The Pleiades were all abuzz over the advent of their visiting star, Miss Frances Homer, the celebrated monologuist, who, at Eaton Auditorium, again presented her Women of Destiny series, in which she portrays women of history and the influence they brought to bear upon the lives of such momentous world figures as Napoleon, Ferdinand of Spain, Horatio Nelson and Shakespeare.

As we left the Tuileries, Patu took me to the house of a celebrated actress of the opera, Mademoiselle Le Fel, the favourite of all Paris, and member of the Royal Academy of Music.

The city of Mursa, or Essek, celebrated in modern times for a bridge of boats, five miles in length, over the River Drave, and the adjacent morasses, has been always considered as a place of importance in the wars of Hungary.

No one guessed that the mourning dress of the celebrated French writer belonged to the merchant Fromery, and that the glittering diamond agraffes in his bosom, and the costly rings on his fingers, were the property of the Jew Hirsch.

It is true, indeed, that according to a celebrated observer, Professor von Bunge, the influence of alcoholism in preceding generations is such that the daughters of such a stock are mostly unable to nurse their children.

President Lincoln issued a proclamation granting a great number of pardons upon certain specified conditions, and subsequently President Johnson issued his celebrated amnesty proclamation granting pardons to certain specified classes in the South that had participated in the Rebellion.

This famous courtezan, whose beauty was justly celebrated, feeling herself eaten away by an internal disease, promised to give a hundred louis to a doctor named Lucchesi, who by dint of mercury undertook to cure her, but Ancilla specified on the agreement that she was not to pay the aforesaid sum till Lucchesi had offered with her an amorous sacrifice.

His Excellency also resolved that no cleric of his archbishopric, of whatever rank or degree he be, either by himself or in the name of the communities which he represents, may or ought to go to the said functions celebrated in the convents or churches of the said Society.

Even he had celebrated, albeit a bit subdued, because Aril Nunb had been found alive and nearly well in Invisec.

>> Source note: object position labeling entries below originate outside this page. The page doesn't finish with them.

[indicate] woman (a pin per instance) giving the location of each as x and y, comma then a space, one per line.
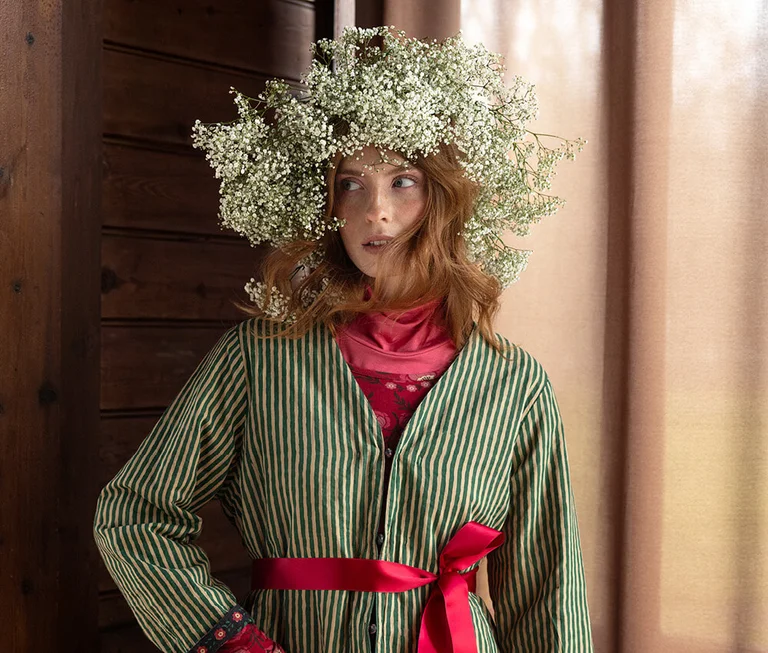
369, 439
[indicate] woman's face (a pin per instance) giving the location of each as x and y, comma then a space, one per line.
377, 205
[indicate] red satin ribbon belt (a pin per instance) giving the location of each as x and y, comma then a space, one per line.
446, 623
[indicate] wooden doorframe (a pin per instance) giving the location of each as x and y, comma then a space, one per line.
50, 223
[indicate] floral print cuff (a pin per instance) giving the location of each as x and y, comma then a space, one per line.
226, 628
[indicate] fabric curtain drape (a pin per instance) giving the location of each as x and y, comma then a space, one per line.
646, 298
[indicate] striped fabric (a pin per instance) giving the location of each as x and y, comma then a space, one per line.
281, 433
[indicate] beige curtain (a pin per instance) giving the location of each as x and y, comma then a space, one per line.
646, 298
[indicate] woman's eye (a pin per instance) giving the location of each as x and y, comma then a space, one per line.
343, 183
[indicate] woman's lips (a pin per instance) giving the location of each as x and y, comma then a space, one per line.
374, 249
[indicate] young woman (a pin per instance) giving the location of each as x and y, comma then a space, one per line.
369, 438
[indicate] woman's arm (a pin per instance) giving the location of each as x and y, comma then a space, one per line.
536, 578
146, 523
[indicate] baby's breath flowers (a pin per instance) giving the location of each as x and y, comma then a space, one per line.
406, 95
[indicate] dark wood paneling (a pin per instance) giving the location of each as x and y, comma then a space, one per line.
155, 99
50, 194
146, 366
151, 278
149, 189
268, 36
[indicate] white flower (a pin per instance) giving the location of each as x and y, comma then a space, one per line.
408, 96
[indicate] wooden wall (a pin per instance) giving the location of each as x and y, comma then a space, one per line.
169, 272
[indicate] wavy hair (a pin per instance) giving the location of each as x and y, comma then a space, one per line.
432, 251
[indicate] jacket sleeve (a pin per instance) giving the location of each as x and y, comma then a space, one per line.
536, 578
146, 524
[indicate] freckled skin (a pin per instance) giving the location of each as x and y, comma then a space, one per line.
387, 200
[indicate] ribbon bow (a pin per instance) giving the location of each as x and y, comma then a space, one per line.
446, 623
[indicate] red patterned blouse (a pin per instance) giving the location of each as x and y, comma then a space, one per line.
396, 359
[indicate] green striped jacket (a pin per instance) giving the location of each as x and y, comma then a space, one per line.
280, 432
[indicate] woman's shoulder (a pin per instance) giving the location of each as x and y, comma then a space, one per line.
523, 366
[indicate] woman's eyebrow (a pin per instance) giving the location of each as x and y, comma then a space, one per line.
359, 173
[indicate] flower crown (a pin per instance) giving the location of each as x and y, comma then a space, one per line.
406, 95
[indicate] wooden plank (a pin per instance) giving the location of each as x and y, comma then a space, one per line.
50, 144
185, 280
271, 37
146, 366
155, 99
168, 191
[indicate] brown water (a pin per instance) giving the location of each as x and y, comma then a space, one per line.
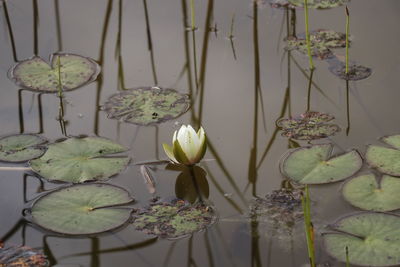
91, 28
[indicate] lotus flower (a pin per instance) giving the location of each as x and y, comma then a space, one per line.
188, 147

If one wishes to undertake an archaeological analysis of knowledge itself, it is not these celebrated controversies that ought to be used as the guidelines and articulation of such a project.

The pessimistic Ascenders dourly pursued an otherworldly Goal they were assured of never reaching, and the optimistic Descenders giddily embraced a this-worldly creation whose Source they celebrated but never experienced.

The marriage was celebrated in all imaginable pomp, and Avenant and the Fair One with Golden Locks lived and reigned happily together all their days.

William Hunter, the brother of Agnes and Joanna Baillie, was a celebrated anatomist.